Politikk som idékamp: Et intellektuelt gruppeportrett av Minerva-kretsen 1957–1972 (English: Politics as Idea Struggle: An Intellectual Group Portrait of the Minerva Circle 1957–1972) is a 2007 book by Johannes W. Løvhaug. The book details the development and influence of the conservative periodical Minerva in post-war Norway. Its most distinguished editors, who were chiefly composed of students critical to the contemporaneous radicalisation of politics, are also portrayed. They are, together with the writers and the most loyal readers of periodical, described by Løvhaug as the "Minerva circle".

==Background==
At the time of publication, Johannes Løvhaug, aged 40, worked as a journalist for the periodical Apollon of the University of Oslo. In a 2007 interview with the left-wing weekly Morgenbladet, he stated that he wanted to study how the editors of Minerva criticised positivism from a conservative perspective. Løvhaug states in the foreword of the book that it has two major purposes. One is to clarify the framework of the circle's activity, its political environment, what its purpose was and in which surroundings it operated. The other is to discover what kind of ideas were of importance to the circle and what kind of conservatism and ideological debate evolved from the periodical and the activity of the affiliated editors.

==Content==

"The Minerva-circle found themselves in combat on multiple intellectual arenas: They felt squeezed between the Labour Party state and the free enterprise liberalism and tried to create a platform for a third, conservative point of view in Norwegian politics."
— Johannes Løvhaug: Politikk som idékamp, p. 12

The book is divided into three parts, with 13 chapters each, in addition to the introduction and the epilogue. The first part is named "En krets og et tidsskrift" ("A circle and a periodical"), the second "Det prepolitiske" ("The pre-political") and the third "Det politiske" ("The political").

==Publication==
Politikk som idékamp was published by the Norwegian left-wing publishing company Pax Forlag, together with the book Fra den annen front by the former Minerva editor Lars Roar Langslet. This happened in 2007, 50 years after the re-establishment of the periodical.

==Reception==
The book received mixed critics by reviewers. In a review for the Norwegian Broadcasting Corporation, Tarjei Skirbekk stated that it was "a good book", and that Løvhaug delivered an "interesting approach to the history of the Minerva circle and the society within which it operated". However, Skirbekk criticised Løvhaug for having overestimated the influence and significance of the periodical.
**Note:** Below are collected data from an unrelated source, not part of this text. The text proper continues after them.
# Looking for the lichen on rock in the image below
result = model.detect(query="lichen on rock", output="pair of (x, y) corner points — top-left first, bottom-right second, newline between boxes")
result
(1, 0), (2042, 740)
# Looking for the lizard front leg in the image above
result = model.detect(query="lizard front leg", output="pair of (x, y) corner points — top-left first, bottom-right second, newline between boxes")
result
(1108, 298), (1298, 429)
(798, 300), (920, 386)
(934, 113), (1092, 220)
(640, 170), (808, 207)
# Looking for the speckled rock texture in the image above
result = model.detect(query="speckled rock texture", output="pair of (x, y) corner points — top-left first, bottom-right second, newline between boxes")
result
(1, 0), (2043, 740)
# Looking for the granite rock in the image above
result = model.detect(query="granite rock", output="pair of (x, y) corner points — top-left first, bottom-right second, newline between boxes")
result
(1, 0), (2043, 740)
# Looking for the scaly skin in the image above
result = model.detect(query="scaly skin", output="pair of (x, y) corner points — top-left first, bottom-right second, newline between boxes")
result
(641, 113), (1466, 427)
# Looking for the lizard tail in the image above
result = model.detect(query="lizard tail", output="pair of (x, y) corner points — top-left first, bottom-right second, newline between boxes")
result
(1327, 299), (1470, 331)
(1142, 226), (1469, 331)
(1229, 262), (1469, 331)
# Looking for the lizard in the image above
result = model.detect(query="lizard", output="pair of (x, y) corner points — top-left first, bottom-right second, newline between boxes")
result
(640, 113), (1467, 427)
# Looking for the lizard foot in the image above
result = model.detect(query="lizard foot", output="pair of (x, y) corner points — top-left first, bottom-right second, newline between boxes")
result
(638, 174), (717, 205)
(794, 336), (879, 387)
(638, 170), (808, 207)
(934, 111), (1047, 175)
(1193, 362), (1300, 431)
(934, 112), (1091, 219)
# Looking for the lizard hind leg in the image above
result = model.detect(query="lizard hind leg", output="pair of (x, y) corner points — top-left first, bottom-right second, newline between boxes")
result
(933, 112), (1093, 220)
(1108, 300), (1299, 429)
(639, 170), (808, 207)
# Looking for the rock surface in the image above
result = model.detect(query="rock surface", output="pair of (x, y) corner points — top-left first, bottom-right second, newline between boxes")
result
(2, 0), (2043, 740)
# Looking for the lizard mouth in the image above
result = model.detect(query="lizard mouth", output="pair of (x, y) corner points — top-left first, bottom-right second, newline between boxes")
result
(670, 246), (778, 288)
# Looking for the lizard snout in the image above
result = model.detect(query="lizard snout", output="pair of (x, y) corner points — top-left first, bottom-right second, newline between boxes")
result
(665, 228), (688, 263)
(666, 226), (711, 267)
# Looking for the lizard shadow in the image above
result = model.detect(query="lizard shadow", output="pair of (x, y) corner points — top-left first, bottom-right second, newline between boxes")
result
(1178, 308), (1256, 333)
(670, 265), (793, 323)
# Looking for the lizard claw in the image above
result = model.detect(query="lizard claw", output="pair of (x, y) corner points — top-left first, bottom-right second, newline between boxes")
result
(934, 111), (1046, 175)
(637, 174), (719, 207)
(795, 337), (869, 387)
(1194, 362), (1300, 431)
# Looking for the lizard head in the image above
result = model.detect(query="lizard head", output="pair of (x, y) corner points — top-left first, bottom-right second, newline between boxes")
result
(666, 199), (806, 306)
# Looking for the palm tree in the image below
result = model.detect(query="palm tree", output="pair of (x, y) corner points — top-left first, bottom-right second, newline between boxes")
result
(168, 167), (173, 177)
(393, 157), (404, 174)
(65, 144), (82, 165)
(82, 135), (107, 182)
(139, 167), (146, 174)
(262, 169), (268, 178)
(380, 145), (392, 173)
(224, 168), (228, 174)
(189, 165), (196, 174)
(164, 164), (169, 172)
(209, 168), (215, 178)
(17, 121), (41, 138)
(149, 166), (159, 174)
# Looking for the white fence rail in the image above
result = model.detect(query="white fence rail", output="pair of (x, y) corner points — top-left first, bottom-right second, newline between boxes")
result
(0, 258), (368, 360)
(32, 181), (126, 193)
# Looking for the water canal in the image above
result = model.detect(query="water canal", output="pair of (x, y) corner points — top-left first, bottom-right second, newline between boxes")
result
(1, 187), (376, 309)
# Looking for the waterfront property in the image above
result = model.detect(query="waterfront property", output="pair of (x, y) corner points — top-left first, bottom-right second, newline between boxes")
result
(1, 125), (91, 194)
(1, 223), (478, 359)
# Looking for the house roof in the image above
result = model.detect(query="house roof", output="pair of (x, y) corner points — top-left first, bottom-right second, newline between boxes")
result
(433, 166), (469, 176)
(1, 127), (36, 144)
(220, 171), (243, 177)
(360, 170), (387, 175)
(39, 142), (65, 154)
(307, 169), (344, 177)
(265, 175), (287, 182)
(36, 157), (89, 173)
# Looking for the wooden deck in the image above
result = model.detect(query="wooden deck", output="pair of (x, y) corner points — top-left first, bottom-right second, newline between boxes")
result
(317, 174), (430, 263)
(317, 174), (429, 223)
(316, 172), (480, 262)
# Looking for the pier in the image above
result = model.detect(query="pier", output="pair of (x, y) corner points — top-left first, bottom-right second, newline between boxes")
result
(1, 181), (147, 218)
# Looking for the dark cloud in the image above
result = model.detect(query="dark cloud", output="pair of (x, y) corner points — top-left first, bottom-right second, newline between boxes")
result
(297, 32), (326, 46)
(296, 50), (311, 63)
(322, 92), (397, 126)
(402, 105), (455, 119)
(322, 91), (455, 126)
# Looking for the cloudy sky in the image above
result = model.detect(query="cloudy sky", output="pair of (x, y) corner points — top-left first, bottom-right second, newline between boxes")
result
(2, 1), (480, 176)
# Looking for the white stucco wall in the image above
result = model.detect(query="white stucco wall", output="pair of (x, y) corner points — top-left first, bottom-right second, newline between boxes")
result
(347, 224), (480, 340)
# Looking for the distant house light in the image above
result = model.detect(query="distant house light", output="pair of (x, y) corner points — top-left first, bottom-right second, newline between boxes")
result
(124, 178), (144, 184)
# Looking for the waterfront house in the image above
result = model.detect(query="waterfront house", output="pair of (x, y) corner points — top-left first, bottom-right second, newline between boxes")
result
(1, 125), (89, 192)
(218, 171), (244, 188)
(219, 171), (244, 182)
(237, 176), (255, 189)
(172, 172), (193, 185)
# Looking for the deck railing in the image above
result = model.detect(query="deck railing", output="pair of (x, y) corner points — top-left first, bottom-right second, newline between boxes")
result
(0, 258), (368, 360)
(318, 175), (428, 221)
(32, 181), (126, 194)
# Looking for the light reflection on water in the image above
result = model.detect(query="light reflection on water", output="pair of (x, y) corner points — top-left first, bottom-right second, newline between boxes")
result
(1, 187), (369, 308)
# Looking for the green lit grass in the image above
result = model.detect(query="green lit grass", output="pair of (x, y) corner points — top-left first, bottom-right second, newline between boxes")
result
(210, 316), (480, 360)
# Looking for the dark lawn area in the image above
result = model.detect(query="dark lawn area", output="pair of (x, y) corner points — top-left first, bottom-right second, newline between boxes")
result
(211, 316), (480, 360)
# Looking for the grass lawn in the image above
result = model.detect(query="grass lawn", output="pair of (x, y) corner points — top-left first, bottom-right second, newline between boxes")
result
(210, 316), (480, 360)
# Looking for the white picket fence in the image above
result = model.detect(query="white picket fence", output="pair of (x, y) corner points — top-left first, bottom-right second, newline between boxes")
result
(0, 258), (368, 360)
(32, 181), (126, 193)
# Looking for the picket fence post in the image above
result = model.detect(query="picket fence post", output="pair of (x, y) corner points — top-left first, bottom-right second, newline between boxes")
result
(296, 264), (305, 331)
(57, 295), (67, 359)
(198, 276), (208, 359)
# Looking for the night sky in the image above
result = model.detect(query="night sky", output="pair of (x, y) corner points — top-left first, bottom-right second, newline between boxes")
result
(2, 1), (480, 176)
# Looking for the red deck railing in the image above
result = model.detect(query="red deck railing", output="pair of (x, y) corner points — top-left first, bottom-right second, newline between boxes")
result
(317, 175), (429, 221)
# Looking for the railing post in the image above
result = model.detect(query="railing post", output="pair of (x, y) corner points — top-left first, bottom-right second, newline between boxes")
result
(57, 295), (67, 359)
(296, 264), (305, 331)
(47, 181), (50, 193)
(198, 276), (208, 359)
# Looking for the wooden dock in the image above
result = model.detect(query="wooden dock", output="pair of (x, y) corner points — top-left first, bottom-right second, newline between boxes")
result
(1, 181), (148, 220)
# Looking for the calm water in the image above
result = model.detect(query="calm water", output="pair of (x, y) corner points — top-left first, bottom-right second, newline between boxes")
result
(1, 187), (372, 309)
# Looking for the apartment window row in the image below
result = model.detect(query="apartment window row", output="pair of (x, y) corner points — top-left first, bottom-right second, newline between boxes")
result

Bernt Hagtvet stated in his review for Stavanger Aftenblad that the book was a "fine study", and that it brought back "the loss of a caring right". Conversely, Ottar Brox, writing for the far-left daily newspaper Klassekampen, labelled the book a "paradoxical celebration of the front figures of the right-wing revolution". In an article published in the left-liberal weekly Morgenbladet, journalist Pål Veiden opined that the book was too sympathetically inclined to the Minerva circle, and that it told many uninteresting details about the periodical.